Creating a context-free grammar for the language

$L_1 = \{ 0^{n} 1 ^{m} \mid m,n \in \mathbb{N} \wedge m \equiv n \mod 3\}$

is quite easy. A grammar is

$$S \rightarrow \epsilon \mid 0A$$ $$A \rightarrow 1 \mid 0B$$ $$B \rightarrow 11 \mid 0S$$

But I am now trying to create a context-free grammar for

$L_2 = \{ w \in \{0 ,1 \}^{*} \mid |w|_1 \equiv |w|_0 \mod 3 \}$

Here, $|w|_1$ denotes the number of occurrences of the character $1$ in the string $w$, and $|w|_0$ is defined similarly.

How does one construct a context-free grammar? All my attempts have lead to completely wrong results. At the moment I am stuck.

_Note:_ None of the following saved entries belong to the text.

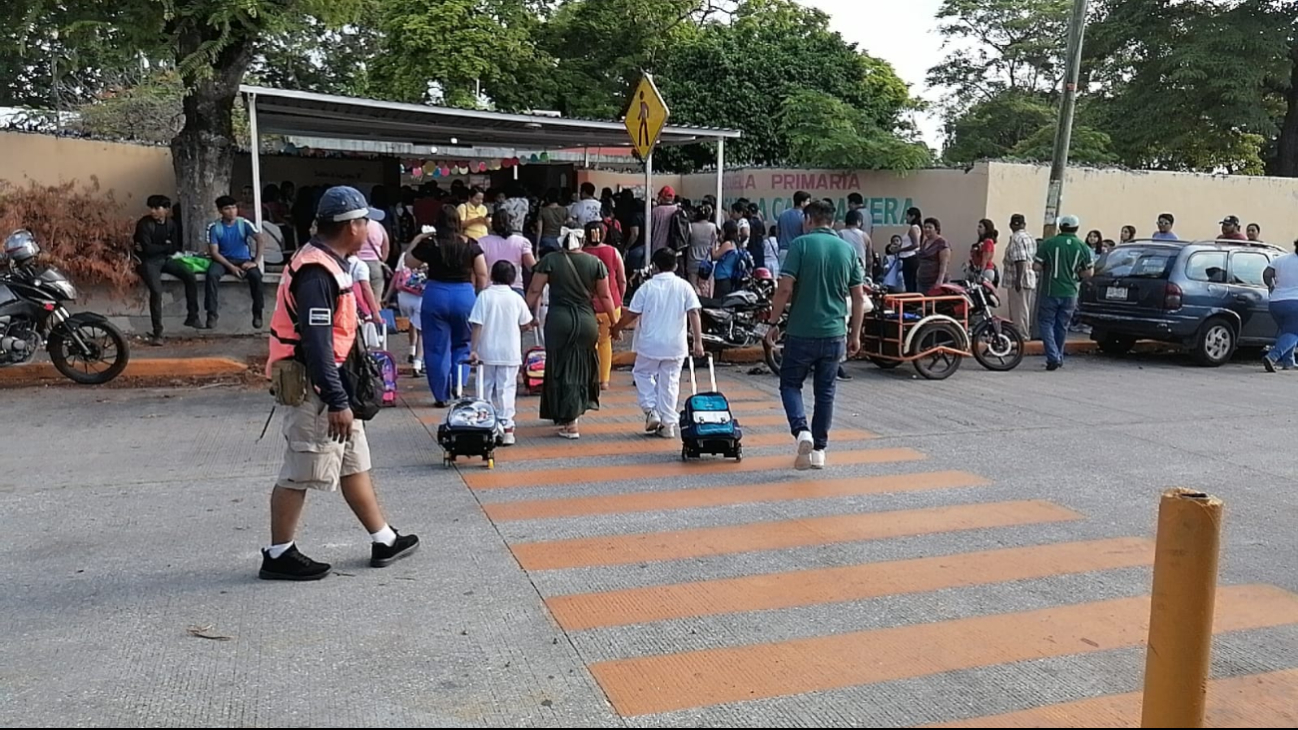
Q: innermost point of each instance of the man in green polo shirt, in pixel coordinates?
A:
(1063, 261)
(819, 274)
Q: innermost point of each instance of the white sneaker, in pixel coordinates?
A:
(804, 459)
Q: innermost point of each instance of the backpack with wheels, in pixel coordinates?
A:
(706, 424)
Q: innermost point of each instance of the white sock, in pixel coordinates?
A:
(386, 535)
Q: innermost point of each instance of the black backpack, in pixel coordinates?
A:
(678, 230)
(364, 382)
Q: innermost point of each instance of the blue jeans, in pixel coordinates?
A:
(1285, 313)
(447, 335)
(819, 359)
(1055, 314)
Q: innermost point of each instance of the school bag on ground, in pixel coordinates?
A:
(471, 426)
(706, 424)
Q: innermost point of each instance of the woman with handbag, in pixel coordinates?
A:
(571, 330)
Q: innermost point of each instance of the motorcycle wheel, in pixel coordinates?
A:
(940, 365)
(997, 352)
(104, 357)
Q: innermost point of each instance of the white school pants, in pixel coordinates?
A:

• @trolkura I assume that $|w|_1$ denotes the number of occurrences of the character $1$ in $w$. In any case, you must explain your notation. Homemade notation is no better than homemade terminology – we cannot understand questions written in a private language. Please edit your question to deal with the comments that have been made. – Hans Hüttel Nov 26 '16 at 16:13

Both $L_1$ and $L_2$ are regular languages. To construct a context-free grammar for them, you can first construct a DFA or NFA accepting them, and then convert it to a regular grammar.

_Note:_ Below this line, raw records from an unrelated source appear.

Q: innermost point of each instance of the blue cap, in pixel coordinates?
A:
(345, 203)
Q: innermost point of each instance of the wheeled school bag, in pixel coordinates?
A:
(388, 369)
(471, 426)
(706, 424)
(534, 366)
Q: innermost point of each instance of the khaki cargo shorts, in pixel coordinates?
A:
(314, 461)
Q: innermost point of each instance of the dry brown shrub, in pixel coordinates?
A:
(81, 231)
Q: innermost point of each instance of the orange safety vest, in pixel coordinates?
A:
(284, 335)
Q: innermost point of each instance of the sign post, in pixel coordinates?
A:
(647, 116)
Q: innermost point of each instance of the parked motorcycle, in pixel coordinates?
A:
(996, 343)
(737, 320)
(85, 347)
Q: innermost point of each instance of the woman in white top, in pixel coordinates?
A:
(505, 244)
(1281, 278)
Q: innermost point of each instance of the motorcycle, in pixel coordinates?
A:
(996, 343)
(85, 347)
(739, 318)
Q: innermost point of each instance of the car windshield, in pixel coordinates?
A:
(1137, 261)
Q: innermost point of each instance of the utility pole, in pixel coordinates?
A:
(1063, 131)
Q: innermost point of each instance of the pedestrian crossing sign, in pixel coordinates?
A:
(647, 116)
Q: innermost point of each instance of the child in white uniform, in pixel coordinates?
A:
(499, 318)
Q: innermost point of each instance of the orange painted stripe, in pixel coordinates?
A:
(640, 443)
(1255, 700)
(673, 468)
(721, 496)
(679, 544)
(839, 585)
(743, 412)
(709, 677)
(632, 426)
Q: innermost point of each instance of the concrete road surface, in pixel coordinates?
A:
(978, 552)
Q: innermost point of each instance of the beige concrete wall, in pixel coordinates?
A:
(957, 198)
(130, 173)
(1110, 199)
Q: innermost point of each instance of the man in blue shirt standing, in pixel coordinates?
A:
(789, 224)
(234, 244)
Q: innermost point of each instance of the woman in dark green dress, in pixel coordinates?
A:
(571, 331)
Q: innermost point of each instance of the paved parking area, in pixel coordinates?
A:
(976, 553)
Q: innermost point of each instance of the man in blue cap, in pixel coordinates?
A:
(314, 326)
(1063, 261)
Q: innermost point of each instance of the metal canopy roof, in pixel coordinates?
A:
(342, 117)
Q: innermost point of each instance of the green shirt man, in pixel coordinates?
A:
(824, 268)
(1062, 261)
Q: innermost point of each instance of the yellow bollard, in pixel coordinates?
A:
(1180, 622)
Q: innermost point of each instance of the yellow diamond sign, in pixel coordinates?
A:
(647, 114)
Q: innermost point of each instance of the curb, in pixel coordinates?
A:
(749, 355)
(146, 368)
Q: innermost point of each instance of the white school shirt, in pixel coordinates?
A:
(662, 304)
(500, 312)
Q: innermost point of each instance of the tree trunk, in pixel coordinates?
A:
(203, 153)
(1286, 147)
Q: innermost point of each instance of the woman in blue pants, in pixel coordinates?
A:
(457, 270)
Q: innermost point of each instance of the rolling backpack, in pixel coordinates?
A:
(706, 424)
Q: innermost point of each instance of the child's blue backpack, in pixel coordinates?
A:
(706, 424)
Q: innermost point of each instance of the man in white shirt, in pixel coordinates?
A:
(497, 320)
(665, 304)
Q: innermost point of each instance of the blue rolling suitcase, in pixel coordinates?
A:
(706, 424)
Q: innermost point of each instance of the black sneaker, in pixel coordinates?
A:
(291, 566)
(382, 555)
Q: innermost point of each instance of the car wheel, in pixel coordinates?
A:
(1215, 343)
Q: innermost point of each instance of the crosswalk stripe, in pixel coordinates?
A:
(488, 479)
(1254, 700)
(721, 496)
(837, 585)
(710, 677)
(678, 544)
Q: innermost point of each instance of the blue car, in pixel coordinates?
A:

Assuming you want the strings where m is the number of digits 1 in the string, n is the number of digits 0 in the string, and m = n modulo 3.

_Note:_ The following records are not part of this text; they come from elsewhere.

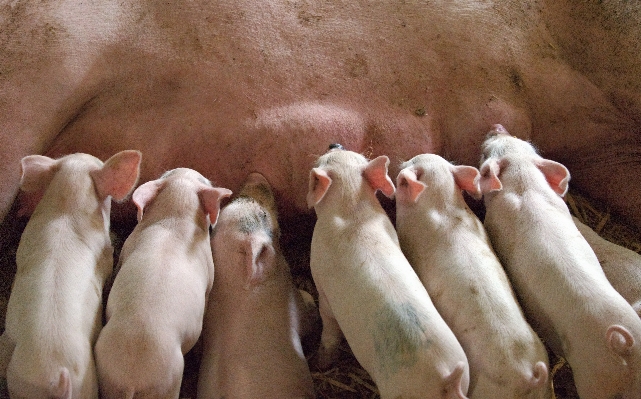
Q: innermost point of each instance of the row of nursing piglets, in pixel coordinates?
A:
(430, 312)
(55, 345)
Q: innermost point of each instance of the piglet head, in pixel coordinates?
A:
(118, 176)
(431, 169)
(501, 151)
(410, 187)
(210, 198)
(374, 172)
(208, 195)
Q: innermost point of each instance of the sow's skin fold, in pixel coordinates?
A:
(368, 290)
(255, 315)
(156, 305)
(449, 250)
(563, 290)
(63, 260)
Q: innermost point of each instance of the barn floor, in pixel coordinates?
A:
(347, 379)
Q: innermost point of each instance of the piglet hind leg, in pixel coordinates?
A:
(331, 337)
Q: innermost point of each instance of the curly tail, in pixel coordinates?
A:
(539, 375)
(453, 384)
(62, 388)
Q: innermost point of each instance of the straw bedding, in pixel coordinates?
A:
(346, 379)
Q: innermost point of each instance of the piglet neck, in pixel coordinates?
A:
(348, 203)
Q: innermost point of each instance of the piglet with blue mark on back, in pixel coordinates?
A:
(448, 247)
(368, 290)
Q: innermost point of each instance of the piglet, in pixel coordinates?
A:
(621, 266)
(63, 260)
(156, 304)
(252, 330)
(562, 288)
(368, 290)
(448, 247)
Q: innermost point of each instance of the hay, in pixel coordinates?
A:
(346, 379)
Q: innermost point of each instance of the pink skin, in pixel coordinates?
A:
(65, 256)
(156, 305)
(255, 315)
(448, 248)
(563, 290)
(368, 291)
(263, 89)
(621, 266)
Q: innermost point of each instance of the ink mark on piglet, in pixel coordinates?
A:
(399, 335)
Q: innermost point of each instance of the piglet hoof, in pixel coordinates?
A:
(619, 340)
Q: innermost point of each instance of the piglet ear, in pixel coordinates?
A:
(376, 175)
(490, 171)
(145, 194)
(319, 182)
(409, 187)
(467, 178)
(210, 198)
(118, 175)
(556, 174)
(37, 172)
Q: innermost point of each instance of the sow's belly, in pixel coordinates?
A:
(228, 89)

Have symbols that derive the following:

A -> "string where m = n modulo 3"
B -> "string where m = (n + 1) modulo 3"
C -> "string where m = (n + 2) modulo 3"
D -> "string where (m+1) = n modulo 3"
E -> "string where (m+1) = (n + 1) modulo 3"
F -> "string where (m+1) = (n + 2) modulo 3"
G -> "string where (m+2) = n modulo 3"
H -> "string where (m+2) = (n + 1) modulo 3"
J -> "string where (m+2) = (n + 2) modulo 3"


Now it's simple:

S -> A
A -> 0B | 1D | 𝜀
B -> 0C | 1E
C -> 0A | 1F
D -> 0E | 1G
E -> 0F | 1H | 𝜀
F -> 0D | 1J
G -> 0H
H -> 0J
J -> 0G | 𝜀